27 October 2009

HOWTO: Oracle Cross-Platform Migration with Minimal Downtime

Originally posted at The Pythian Group blog.

I recently performed a migration from Oracle 10gR2 on Solaris to the same version on Linux, immediately followed by an upgrade to 11g. Both platforms were x86-64. Migrating to Linux also included migrating to ASM, whereas we had been using ZFS to hold the datafiles on Solaris. Restoring files into ASM meant we would have to use RMAN (which we would probably choose to use anyway).

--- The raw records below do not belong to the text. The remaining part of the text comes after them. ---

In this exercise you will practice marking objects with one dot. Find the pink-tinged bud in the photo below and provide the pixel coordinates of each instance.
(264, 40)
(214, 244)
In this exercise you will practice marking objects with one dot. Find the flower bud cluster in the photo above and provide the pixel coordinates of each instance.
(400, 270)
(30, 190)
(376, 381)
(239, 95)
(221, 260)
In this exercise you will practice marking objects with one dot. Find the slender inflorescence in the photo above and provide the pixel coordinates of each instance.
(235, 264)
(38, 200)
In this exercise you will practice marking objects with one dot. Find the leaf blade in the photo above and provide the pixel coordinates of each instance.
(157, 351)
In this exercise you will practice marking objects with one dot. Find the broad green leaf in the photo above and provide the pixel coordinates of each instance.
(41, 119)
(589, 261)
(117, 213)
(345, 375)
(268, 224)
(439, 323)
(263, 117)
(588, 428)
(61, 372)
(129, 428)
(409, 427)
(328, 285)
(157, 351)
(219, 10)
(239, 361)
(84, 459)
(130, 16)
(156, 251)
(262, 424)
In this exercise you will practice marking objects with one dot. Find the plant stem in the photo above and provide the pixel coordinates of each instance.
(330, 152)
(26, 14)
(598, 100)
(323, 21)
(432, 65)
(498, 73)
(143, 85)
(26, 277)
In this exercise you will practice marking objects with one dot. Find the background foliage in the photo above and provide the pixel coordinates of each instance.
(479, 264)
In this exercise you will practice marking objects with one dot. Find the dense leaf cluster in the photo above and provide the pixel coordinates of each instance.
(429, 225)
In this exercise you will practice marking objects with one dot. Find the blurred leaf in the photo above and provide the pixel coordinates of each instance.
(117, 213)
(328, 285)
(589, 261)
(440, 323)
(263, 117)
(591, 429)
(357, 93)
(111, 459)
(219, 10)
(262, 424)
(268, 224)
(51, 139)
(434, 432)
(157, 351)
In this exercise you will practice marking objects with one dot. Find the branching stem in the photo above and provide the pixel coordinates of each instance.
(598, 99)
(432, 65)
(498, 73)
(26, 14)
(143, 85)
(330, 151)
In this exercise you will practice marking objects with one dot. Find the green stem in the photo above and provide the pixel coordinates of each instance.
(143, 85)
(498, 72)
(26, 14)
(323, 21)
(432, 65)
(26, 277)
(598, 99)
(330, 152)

As with many databases, the client wanted minimal downtime. It was obvious to us that the most time-consuming operation would be the restore and recovery into the new instance. We were basically doing a restore and recovery from production backups and archived redo logs. It quickly dawned on me that we could start this operation well before the scheduled cutover time and downtime window, chopping at least six hours from the downtime window. The client would only need to keep the new instance in mount mode after the initial restore/recovery finished, periodically re-catalog the source instance's FRA (which was mounted via NFS), and then re-run the recover database command in RMAN. Once the time comes to cutover, simply archivelog current the original instance and shutdown immediate. Then open the new instance with the RESETLOGS option, and voila! Migration complete!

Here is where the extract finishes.